Sciences and Humanities Research Council of Canada research-creation collaboration aimed at recovering, preserving, documenting, facilitating, and disseminating Inuit knowledge, culture, and creativity.

Maureen Matthews is the Curator of Cultural Anthropology at the Manitoba Museum, Winnipeg, where her exhibit We Are All Treaty People, developed in collaboration with Manitoba First Nations Elders, won a national award for exhibit excellence. Before joining the museum, Matthews worked at CBC Radio, and her current museum anthropology practice brings the voices of Anishinaabeg, Anihshininiwak, and Ininiwak peoples into the museum. Her recent book, Naamiwan's Drum: The Story of a Contested Repatriation of Anishinaabe Artefacts, won the 2017 Alexander Kennedy Isbister Award for Non-Fiction at the Manitoba Book Awards.

Christina Williamson has an MA in Public History from Carleton University, Ottawa, and a BA from the University of Alberta, Edmonton. She is a PhD candidate in Cultural Mediations at Carleton University, where she is completing her dissertation on the history of Inuit women's labour and sewing in Arviat, Nunavut. Currently, Williamson is a Research Associate at the Metis Archives Project at the University of Alberta, where she is undertaking a study of Metis economic activities in Western Canada.
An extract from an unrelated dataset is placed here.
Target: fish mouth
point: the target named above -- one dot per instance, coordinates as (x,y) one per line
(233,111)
Georgiana Uhlyarik is Fredrik S. Eaton Curator, Canadian Art, and co-lead of the Indigenous + Canadian Art Department at the Art Gallery of Ontario, Toronto. She co-curated Tunirrusiangit: Kenojuak Ashevak and Tim Pitsiulak (2018); the J.S. McLean Centre for Indigenous + Canadian Art (2018); Introducing Suzy Lake (2014); and The Passion of Kathleen Munn (2011), and was a contributing curator and writer on Georgia O'Keeffe with Tate Modern (2017) and Florine Stettheimer with Jewish Museum, New York (2017). She is adjunct faculty at York University, Toronto, and the University of Toronto, and research associate, Modern Literature and Culture, Ryerson University, Toronto.